After that hesitating pause she said, "Yes—a young lady calling herself Mademoiselle Julie Caumartin wished to instal herself here as your nurse. When I said, 'But I am his mother—he needs no other nurses,' she would have retreated, and looked ashamed—poor thing! I don't blame her if she loved my son. But, my son, I say this,—if you love her, don't talk to me about that Mademoiselle Cicogna; and if you love Mademoiselle Cicogna, why, then your father will take care that the poor girl who loved you not knowing that you loved another is not left to the temptation of penury."

Rameau's pale lips withered into a phantom-like sneer! Julie! the resplendent Julie!—true, only a ballet-dancer, but whose equipage in the Bois had once been the envy of duchesses—Julie! who had sacrificed fortune for his sake—who, freed from him, could have millionaires again at her feet!—Julie! to be saved from penury, as a shopkeeper would save an erring nursemaid—Julie! the irrepressible Julie! who had written to him, the day before his illness, in a pen dipped, not in ink, but in blood from a vein she had opened in her arm:

"Traitor!—I have not seen thee for three days. Dost thou dare to love another? If so, I care not how thou attempt to conceal it—woe to her! Ingrat! woe to thee! Love is not love, unless, when betrayed by Love, it appeals to death. Answer me quick—quick. JULIE."

Poor Gustave thought of that letter and groaned. Certainly his mother was right—he ought to get rid of Julie; but he did not clearly see how Julie was to be got rid of. He replied to Madame Rameau peevishly, "Don't trouble your head about Mademoiselle Caumartin; she is in no want of money. Of course, if I could hope for Isaura—but, alas! I dare not hope. Give me my tisane."

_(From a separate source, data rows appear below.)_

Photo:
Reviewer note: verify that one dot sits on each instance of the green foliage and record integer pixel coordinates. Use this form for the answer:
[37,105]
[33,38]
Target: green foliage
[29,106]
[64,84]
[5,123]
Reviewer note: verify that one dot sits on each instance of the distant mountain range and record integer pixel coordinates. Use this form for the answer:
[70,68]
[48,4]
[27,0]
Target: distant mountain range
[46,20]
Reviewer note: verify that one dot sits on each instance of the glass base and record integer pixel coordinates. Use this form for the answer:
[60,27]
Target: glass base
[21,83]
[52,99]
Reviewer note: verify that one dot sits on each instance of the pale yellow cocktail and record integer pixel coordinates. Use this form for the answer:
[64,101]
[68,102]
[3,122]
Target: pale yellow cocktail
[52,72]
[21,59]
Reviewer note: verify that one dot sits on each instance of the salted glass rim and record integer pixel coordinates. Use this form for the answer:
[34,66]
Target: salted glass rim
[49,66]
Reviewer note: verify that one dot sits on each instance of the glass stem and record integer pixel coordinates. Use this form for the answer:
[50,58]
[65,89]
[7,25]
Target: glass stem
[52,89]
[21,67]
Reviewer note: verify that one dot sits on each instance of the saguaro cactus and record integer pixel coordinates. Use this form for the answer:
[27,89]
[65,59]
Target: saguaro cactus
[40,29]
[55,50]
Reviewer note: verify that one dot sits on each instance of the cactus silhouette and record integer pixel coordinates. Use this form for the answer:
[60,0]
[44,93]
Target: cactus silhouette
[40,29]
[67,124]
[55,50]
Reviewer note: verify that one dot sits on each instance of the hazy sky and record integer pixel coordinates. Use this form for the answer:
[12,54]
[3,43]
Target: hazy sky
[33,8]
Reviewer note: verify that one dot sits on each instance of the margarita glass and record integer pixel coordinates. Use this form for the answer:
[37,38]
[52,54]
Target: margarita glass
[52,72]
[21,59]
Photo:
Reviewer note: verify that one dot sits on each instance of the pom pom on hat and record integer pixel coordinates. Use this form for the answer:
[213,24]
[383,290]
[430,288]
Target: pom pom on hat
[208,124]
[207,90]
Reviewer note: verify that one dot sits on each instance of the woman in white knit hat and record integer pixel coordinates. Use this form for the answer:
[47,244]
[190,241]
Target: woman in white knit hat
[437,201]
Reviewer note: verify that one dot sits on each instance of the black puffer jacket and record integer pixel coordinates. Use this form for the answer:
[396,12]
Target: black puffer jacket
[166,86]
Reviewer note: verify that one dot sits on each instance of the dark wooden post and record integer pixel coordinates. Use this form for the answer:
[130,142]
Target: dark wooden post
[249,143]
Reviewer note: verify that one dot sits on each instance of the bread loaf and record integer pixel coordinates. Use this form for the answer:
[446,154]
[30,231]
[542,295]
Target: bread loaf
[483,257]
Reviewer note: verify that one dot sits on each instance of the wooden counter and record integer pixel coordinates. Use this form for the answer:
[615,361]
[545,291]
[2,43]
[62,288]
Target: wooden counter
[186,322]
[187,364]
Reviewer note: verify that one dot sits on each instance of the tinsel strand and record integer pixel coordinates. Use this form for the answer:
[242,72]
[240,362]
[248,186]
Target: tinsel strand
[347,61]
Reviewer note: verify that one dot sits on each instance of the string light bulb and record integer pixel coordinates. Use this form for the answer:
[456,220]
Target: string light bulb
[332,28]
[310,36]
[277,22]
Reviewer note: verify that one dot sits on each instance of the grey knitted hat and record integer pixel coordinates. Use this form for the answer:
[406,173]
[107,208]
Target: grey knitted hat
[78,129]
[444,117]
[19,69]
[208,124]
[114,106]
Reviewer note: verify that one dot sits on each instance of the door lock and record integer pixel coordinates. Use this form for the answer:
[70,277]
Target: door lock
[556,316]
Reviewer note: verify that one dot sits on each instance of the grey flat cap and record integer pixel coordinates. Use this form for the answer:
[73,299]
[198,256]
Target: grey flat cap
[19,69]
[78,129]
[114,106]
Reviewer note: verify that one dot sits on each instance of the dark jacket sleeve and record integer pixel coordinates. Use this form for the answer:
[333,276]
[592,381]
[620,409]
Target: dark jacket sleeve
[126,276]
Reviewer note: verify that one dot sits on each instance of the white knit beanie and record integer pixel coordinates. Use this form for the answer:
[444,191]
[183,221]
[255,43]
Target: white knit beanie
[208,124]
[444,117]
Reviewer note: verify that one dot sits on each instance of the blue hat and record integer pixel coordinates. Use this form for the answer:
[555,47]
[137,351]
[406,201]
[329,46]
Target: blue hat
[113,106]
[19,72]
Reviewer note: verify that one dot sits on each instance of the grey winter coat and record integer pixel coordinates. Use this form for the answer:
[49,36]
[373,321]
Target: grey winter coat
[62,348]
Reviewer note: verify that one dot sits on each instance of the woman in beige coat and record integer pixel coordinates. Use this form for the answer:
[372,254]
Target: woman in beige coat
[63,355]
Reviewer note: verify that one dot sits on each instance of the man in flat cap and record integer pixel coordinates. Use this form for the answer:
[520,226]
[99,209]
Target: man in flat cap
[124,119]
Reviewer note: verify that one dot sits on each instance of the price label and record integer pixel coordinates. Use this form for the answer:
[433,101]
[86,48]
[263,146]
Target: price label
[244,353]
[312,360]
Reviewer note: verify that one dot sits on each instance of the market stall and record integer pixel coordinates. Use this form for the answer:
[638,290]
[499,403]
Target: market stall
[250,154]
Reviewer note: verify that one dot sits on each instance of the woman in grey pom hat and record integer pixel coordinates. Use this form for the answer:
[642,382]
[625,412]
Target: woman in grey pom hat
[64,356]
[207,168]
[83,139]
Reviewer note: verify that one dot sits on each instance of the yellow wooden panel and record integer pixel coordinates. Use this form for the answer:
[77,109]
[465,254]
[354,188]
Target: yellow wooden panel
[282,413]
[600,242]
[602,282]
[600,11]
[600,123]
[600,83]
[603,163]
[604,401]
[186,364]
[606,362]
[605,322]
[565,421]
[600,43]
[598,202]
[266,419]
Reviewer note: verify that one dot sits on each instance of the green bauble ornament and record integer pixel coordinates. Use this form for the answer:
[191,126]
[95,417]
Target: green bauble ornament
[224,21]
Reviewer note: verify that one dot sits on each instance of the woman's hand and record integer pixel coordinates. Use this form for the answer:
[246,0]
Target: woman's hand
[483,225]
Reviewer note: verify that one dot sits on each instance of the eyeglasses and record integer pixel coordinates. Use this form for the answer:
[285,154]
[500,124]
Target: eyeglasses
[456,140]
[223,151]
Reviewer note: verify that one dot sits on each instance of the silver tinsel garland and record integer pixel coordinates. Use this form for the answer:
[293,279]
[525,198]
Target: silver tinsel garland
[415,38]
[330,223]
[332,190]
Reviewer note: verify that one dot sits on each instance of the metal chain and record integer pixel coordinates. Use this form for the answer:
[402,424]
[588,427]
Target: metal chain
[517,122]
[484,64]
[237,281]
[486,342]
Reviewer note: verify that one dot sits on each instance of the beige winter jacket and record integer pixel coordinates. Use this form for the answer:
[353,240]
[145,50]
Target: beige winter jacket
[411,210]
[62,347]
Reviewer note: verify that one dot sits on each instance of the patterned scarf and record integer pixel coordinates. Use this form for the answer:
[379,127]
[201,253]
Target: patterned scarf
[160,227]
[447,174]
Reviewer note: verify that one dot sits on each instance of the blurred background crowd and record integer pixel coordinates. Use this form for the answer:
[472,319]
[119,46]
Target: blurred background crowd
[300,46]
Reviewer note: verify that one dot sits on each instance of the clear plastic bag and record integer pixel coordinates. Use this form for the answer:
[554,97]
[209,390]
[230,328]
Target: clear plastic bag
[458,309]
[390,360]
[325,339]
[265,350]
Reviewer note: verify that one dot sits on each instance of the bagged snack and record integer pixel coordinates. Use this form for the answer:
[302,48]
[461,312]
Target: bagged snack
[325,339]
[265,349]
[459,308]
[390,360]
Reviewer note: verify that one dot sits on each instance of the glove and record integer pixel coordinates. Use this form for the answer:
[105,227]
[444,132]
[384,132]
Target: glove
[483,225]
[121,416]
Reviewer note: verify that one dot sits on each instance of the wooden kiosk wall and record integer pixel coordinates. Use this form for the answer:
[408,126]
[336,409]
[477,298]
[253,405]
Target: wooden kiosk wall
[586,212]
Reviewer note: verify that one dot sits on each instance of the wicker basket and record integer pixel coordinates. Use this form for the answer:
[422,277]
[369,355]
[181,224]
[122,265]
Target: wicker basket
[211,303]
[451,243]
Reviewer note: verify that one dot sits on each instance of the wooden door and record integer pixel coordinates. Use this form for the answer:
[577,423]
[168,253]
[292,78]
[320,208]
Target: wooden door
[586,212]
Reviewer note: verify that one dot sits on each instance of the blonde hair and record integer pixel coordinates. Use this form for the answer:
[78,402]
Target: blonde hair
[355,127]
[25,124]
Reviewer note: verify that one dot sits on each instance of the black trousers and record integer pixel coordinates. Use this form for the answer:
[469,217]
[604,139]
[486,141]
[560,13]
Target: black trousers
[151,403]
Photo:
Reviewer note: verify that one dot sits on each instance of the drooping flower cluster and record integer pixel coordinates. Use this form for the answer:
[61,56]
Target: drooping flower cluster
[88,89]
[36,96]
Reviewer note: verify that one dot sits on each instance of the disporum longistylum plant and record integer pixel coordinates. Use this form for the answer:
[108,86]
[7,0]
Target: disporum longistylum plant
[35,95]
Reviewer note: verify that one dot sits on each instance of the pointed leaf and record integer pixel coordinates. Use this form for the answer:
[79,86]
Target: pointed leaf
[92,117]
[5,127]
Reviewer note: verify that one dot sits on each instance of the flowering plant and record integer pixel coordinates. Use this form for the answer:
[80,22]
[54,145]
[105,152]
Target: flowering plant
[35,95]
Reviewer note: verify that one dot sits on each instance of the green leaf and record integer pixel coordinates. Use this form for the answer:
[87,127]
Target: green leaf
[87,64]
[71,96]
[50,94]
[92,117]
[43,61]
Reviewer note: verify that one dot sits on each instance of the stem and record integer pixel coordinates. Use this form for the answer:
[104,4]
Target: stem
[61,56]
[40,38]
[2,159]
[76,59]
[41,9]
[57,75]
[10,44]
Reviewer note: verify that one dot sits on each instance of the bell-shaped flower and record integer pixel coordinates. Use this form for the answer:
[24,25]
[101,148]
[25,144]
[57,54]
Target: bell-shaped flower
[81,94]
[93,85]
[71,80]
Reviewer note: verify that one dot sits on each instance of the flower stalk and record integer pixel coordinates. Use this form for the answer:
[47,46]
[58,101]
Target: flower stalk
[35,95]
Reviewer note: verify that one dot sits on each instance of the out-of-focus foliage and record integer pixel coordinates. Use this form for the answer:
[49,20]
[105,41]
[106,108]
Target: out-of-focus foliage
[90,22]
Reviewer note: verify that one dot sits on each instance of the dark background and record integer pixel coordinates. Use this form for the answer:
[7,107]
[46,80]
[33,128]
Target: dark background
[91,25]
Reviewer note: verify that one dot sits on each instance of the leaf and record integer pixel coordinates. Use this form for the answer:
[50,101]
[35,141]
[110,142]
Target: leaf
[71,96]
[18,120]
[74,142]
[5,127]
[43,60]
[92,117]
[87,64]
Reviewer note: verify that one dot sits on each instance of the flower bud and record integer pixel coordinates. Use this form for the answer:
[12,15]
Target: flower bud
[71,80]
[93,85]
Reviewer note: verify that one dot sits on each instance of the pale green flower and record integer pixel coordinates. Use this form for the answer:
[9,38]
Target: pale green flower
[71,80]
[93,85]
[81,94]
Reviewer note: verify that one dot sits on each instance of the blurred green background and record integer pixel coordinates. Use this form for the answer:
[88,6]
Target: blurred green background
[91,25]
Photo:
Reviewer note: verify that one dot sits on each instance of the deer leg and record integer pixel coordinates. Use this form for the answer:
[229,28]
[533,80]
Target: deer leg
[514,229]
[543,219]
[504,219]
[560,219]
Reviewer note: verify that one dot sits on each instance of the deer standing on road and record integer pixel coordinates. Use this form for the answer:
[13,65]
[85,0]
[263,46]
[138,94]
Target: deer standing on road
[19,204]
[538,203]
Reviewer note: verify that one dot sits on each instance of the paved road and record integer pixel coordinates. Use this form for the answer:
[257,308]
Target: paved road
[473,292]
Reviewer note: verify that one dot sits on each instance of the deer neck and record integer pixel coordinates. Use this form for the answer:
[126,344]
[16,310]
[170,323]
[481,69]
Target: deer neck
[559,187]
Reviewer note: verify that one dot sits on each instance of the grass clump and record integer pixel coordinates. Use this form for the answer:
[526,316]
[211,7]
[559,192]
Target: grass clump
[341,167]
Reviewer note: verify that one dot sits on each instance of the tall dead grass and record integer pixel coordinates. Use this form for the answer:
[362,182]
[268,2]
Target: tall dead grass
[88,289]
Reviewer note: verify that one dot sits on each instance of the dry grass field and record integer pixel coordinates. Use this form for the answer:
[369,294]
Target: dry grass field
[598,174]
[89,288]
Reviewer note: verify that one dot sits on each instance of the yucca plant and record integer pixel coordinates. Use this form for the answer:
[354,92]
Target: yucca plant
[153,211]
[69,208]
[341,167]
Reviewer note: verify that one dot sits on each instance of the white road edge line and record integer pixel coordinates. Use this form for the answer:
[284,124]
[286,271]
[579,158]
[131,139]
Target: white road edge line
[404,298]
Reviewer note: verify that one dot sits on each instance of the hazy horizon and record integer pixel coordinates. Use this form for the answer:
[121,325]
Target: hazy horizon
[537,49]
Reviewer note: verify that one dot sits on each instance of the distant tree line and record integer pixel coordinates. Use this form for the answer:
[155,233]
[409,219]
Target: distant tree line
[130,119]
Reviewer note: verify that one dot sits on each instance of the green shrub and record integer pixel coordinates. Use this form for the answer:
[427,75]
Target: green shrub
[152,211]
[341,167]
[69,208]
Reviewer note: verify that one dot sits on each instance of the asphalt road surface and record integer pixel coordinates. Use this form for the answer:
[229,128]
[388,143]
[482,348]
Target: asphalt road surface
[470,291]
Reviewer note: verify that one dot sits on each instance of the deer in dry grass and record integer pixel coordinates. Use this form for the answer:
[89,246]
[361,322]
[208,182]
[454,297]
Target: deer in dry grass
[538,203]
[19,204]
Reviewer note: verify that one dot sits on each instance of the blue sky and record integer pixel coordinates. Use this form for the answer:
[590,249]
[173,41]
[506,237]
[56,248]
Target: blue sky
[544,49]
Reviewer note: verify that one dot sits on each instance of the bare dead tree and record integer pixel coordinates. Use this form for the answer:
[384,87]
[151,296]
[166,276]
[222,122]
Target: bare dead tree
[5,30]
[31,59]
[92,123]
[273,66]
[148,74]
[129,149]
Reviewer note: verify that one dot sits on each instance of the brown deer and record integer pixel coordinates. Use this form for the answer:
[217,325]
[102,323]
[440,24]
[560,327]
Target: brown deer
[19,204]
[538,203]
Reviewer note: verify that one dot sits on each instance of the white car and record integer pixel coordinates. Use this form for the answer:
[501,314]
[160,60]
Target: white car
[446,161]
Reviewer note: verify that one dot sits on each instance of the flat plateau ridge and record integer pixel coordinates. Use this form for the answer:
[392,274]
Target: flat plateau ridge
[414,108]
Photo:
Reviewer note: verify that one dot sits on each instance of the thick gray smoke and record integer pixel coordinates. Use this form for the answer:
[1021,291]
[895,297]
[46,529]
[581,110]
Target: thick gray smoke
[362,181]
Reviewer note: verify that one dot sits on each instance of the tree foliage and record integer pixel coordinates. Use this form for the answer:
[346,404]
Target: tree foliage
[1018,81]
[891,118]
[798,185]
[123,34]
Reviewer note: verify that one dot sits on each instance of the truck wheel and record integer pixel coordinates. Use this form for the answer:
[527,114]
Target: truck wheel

When the doctor called next day, he looked grave, and, drawing Madame Rameau into the next room, he said, "We are not getting on so well as I had hoped; the fever is gone, but there is much to apprehend from the debility left behind. His spirits are sadly depressed." Then added the doctor, pleasantly, and with that wonderful insight into our complex humanity in which physicians excel poets, and in which Parisian physicians are not excelled by any physicians in the world: "Can't you think of any bit of good news—that 'M. Thiers raves about your son's last poem! that 'it is a question among the Academicians between him and Jules Janin'—or that 'the beautiful Duchesse de ———- has been placed in a lunatic asylum because she has gone mad for love of a certain young Red Republican whose name begins with R.'—can't you think of any bit of similar good news? If you can, it will be a tonic to the relaxed state of your dear boy's amour propre, compared to which all the drugs in the Pharmacopoeia are moonshine and water; and meanwhile be sure to remove him to your own house, and out of the reach of his giddy young friends, as soon as you possibly can."

When that great authority thus left his patient's case in the hands of the mother, she said, "The boy shall be saved."